I am also well pleased by the with the jam cleat (Not a Crochet) on the left front edge of my workbench.  I am contemplating and making inquiries about Moxon (see the thread at WoodCentral) and would like to figure out how that thing works.  The jam cleat or arrest works well with just one peg to support the height of the board at its proper location.  Push the piece in and start planing.  You can also use the bench as a height reference by allowing your fingers to touch the bench, so you can get a feel for the height as you plane.  Any time I can bring another sense into play, rather than relying on sight to check for smoothness or straightness, the better, especially as one ages.

Who says you can’t teach an old dog, old tricks?  Forcing myself not to use an end vise or face vise has been an interesting experiment and the results of which I will continue to practice.  It has not been difficult to wean myself from using vises, and had I not had this particular notion perhaps I wouldn’t have learned some valuable techniques.

I of course am not claiming authorship to any of this, I just looked at what was available during the early nineteenth century in terms of woodworking technology together with the extant examples we can examine and extrapolate and I put 2 and 2 together and got 22.

Stephen

July 18, 2008

Workbench Appliances Part II

Filed under: Hand Planing, Sawing, Uncategorized, Workbench — Stephen Shepherd @ 10:22 pm

Well, I decided I couldn’t or shouldn’t make one big post for these bench tools, so here are some more devices that make work easier.  I am always interested in making my work easier, I think all great inventions were intended to reduce work.  Put the laziest person in charge of the most complicated job and they will come up with the easiest solution.

For larger inside miters there is the Mules Ear Shooting Board.   This is also called a Donkey’s Ear miter board, I think because of the long hanging down rest for the work.  The large cleat on the bottom is placed against the edge of the workbench and fastened with a holdfast.  It can also be put in some face vises, it is a traditional design, this one made of mahogany, maple and white oak.  The stop is adjustable as the end gets chewed up, which does happen if you are not careful.  It is important that the stop supports the end of the board to prevent tear-out.

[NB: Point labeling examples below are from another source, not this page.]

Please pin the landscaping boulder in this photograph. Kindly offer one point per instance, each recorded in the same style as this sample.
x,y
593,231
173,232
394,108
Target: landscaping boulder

Donkey's Ear Shooting Board

Here is the Miter Box that I currently use.  I have made and owned other types, but this one is the best for me.  I do like the French Miter Box for larger pieces, but I seldom cut miters that big.  this one has a cleat to hold against the top edge of the workbench to keep it secure when sawing.

miter box

In conjunction with the miter box is the Miter Jack, a clamp/vise to hold work so it can be touched up with a plane.  Here is an unusual commercially made miter jack, that I got for $15.00 after I beat the guy up on his asking price, and no I can sleep at night.  I think it is German, possibly Ulmia, but it is not marked, it is made of beech.

Commercial Miter Jack

It appears that the cuts on the bottom (with the screw holes) are factory made, it was attached to a nasty scrap of wood which I removed, and it looks like it has had more than one attached judging from the multiple holes.

Miter jack bottom

Here is the reason I think it is German, note the joint in the jaws.

miter jack joint

 Here is one of several miter jacks I made several years ago.

Miter Jack

Here it is in use, the photograph was taken in 2002 in a friends shop in Reno, Nevada.

miter jack in use

You might also note the bench design, it is of the same type, however you may notice the added molding at the bottom of the apron, it is for a sliding deadman, just barely visible, another useful support for pegs.

Speaking of Jacks, here is a Sawing Jack that I use with my fret saws and coping saw for fine work.  I can adjust it to various heights for comfortable working.

sawing jack

 And here is a Carving Jack, which is intended to elevate work above the workbench.  The stuff being worked on is clamped to the jack, which is also adjustable in height.  I use this often as I do not like to bend over to work, too hard on my old back.  It also brings the work up closer to my old eyes.

carving jack

 
And last but not least my favorite accessory for a workbench, a Pattern Maker’s Vise.

patern maker's vise

And it can be turned in any direction.

pattern maker's vise3

Or, it can be mounted on the apron to use in a horizontal position.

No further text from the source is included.